And Live Islamically Ever After

NATO operations in the last year have greatly reduced the fighting strength of the Taliban and the drug gangs, leaving the Pakistan based Haqqani Network as the most powerful Islamic terror group in the region. Haqqani has been around since the 1980s, and has survived because of the strong leadership of the Haqqani clan. It's basically a family business, and most of the business is criminal. Kidnapping, extortion, smuggling and whatever else is available has kept the organization going. During the 1980s war with the Russians, Haqqani adopted the "Islamic warrior" tag and never abandoned it. Like most anti-Russian Afghan groups, Haqqani received money, instructions and protection from Pakistan (largely from ISI, the Pakistani version of the CIA). When the ISI needed a terror attack, kidnapping or assassination carried out, Haqqani was often used. Haqqani was reliable and effective and that was important for the generals running ISI. But this year, Haqqani has been under unprecedented attack by NATO forces. That means over 1,600 suspected Haqqani men (including 300 local leaders) have been arrested during over 500 raids this year. These operations killed or captured dozens of known Haqqani officials, often key people who were difficult to replace. Haqqani is being forced to risk its lucrative operations (and personnel) in eastern Afghanistan in order to carry out Pakistan ordered terror attacks in Kabul and elsewhere. While Haqqani has a sanctuary in Pakistan (North Waziristan, an area the Pakistani army refuses to enter), that area is subject to constant patrols by CIA UAVs, and missile attacks on terrorist leaders and other key personnel.
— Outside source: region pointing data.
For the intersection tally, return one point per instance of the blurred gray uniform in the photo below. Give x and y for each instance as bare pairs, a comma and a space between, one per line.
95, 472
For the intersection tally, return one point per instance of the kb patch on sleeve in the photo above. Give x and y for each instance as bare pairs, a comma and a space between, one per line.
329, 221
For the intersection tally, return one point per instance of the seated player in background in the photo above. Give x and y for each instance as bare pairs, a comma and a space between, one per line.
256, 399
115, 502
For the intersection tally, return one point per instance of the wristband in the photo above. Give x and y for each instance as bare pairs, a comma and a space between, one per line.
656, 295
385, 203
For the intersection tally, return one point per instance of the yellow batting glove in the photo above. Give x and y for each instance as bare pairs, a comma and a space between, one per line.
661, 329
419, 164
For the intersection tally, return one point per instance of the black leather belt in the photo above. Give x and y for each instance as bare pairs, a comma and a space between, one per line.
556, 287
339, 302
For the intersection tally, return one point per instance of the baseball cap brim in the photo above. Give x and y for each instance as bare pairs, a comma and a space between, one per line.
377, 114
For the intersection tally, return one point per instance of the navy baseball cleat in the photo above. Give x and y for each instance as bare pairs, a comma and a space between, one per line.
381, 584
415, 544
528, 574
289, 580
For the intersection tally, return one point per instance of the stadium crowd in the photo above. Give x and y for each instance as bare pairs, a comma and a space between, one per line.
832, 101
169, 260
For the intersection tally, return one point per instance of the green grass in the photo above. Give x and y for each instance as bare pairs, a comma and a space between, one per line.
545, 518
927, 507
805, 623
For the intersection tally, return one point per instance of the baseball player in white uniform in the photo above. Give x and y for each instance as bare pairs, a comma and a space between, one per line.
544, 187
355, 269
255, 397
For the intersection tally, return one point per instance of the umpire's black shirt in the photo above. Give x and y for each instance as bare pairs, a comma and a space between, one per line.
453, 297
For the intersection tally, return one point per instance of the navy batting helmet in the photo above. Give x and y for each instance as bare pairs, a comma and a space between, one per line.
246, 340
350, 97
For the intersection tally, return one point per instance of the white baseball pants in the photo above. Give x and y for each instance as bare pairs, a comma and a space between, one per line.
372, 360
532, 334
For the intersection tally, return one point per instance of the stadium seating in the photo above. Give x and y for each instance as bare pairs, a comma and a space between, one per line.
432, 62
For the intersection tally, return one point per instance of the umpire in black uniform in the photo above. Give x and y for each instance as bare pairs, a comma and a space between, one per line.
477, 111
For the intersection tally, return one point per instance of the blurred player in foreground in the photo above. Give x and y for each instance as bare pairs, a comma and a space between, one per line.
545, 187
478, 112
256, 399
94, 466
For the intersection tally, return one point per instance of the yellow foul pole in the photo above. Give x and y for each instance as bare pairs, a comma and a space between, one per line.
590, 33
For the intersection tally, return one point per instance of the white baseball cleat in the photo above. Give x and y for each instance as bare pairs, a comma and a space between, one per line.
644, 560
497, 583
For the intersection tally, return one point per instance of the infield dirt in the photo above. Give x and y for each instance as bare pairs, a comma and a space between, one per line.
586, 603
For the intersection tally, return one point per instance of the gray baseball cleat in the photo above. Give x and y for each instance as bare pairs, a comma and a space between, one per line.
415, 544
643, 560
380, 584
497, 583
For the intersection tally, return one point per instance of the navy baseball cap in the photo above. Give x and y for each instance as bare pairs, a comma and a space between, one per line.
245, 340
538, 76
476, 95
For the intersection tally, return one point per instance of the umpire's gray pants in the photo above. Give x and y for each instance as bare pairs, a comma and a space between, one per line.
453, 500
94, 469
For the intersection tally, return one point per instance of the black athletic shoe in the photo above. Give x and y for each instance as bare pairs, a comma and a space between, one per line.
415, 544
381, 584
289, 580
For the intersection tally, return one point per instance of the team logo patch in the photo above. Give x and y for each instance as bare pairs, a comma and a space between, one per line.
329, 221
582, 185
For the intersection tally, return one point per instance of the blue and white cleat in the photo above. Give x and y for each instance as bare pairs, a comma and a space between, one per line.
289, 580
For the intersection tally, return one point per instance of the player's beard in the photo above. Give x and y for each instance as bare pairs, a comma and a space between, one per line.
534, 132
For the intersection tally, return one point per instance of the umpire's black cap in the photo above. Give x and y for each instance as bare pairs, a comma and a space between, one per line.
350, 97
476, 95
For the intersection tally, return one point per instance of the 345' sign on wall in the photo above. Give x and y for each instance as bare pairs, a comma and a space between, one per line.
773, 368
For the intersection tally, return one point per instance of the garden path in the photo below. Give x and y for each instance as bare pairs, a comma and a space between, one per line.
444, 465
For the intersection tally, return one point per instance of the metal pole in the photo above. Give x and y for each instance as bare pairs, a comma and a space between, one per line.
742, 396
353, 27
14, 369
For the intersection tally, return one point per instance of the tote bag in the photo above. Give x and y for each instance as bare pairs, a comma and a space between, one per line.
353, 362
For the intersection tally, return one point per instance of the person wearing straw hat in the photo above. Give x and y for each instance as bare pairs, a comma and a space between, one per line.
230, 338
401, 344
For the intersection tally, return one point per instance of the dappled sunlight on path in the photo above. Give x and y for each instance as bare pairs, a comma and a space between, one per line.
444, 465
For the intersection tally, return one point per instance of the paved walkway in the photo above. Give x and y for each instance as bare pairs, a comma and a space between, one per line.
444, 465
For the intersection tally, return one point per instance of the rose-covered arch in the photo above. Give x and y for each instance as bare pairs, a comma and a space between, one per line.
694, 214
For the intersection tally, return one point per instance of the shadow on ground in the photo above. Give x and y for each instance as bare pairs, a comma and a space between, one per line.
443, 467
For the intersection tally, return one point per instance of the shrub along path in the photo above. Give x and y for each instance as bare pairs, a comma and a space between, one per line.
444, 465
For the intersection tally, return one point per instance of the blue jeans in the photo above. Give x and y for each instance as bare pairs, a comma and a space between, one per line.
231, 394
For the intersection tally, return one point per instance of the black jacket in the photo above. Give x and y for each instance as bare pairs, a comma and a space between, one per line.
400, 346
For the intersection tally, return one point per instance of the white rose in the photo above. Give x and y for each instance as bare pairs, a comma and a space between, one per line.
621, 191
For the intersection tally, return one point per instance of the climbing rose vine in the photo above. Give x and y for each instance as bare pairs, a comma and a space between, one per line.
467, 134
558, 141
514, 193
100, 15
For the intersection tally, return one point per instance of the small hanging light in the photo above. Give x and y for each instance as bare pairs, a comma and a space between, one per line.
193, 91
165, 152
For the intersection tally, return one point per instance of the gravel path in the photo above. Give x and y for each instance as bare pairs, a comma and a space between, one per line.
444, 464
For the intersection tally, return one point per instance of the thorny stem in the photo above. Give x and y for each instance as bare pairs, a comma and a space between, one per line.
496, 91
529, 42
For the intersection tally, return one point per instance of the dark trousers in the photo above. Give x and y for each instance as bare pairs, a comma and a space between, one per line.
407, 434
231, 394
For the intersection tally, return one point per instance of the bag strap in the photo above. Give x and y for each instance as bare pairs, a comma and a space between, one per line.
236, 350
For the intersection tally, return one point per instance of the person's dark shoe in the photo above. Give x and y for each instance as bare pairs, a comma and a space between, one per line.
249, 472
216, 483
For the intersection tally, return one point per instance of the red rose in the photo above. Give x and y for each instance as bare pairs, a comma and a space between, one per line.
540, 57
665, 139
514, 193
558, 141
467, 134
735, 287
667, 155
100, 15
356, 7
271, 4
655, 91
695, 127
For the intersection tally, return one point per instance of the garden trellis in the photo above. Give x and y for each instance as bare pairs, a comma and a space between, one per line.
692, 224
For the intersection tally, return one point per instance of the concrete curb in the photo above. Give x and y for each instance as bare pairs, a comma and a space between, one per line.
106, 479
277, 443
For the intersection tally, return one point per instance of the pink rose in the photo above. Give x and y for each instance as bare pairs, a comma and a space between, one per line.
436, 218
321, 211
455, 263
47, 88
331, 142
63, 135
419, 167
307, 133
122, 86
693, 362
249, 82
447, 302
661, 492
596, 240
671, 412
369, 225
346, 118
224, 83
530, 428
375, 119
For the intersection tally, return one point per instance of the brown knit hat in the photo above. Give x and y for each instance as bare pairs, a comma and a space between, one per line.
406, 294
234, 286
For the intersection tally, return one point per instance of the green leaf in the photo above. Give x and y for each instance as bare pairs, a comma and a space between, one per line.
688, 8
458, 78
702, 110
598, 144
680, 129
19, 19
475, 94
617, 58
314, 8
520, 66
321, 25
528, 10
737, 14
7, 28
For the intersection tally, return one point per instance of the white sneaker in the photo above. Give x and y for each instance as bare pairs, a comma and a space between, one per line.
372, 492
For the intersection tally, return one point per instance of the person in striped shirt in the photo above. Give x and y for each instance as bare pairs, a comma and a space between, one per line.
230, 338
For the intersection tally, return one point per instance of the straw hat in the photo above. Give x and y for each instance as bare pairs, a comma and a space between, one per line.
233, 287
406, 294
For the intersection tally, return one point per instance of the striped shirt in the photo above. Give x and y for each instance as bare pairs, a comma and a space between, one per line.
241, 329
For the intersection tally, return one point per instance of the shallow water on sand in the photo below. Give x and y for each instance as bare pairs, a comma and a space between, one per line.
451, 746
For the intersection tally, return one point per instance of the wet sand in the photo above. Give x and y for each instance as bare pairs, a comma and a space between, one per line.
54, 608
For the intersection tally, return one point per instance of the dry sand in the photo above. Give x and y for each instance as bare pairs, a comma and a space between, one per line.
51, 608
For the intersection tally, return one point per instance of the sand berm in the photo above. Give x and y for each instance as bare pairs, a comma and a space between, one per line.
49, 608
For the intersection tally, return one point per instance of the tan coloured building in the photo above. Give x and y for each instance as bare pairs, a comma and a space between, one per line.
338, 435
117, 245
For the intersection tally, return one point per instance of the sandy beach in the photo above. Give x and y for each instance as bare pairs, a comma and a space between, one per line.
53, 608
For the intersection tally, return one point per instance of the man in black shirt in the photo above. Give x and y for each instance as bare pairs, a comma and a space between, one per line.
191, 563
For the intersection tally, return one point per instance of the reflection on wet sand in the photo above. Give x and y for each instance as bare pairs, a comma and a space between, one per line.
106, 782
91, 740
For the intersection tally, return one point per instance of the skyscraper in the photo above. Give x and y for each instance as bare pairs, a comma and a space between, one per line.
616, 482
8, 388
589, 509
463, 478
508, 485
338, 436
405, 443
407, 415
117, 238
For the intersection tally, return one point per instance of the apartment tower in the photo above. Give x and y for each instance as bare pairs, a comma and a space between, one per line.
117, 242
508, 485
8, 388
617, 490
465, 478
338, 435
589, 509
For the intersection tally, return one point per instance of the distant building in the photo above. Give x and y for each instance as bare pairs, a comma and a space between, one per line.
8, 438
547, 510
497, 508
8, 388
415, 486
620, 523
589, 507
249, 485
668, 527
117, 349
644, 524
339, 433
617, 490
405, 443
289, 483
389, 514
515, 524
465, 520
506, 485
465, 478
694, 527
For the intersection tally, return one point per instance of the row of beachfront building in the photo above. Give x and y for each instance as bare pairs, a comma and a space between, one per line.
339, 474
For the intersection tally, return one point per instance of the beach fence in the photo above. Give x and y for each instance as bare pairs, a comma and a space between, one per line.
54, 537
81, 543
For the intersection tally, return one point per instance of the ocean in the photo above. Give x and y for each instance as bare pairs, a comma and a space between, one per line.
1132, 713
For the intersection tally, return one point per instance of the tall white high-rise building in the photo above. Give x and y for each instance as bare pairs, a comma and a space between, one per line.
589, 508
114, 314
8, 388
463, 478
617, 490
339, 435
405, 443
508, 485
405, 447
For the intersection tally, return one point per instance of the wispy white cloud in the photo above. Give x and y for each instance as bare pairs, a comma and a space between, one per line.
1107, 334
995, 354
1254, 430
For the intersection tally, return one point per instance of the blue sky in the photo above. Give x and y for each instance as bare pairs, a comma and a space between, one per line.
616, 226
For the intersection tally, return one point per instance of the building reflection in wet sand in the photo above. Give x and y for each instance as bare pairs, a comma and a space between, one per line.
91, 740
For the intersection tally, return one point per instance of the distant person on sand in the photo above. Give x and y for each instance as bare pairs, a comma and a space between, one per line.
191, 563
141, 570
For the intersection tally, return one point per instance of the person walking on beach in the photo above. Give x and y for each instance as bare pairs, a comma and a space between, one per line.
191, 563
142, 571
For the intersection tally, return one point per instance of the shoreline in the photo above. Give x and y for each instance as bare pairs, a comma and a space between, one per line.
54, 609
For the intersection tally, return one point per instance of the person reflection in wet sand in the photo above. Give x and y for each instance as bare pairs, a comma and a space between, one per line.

The area is monitored by electronic surveillance and a network of informers. In eastern Afghanistan, the growing number of NATO raids have cost Haqqani a lot of money, and made it more expensive to carry out terrorist attacks.  Pakistan fears that the U.S. will extend these raids into North Waziristan, and has openly warned the U.S. against this. But the U.S., and the Afghans, want Haqqani gone.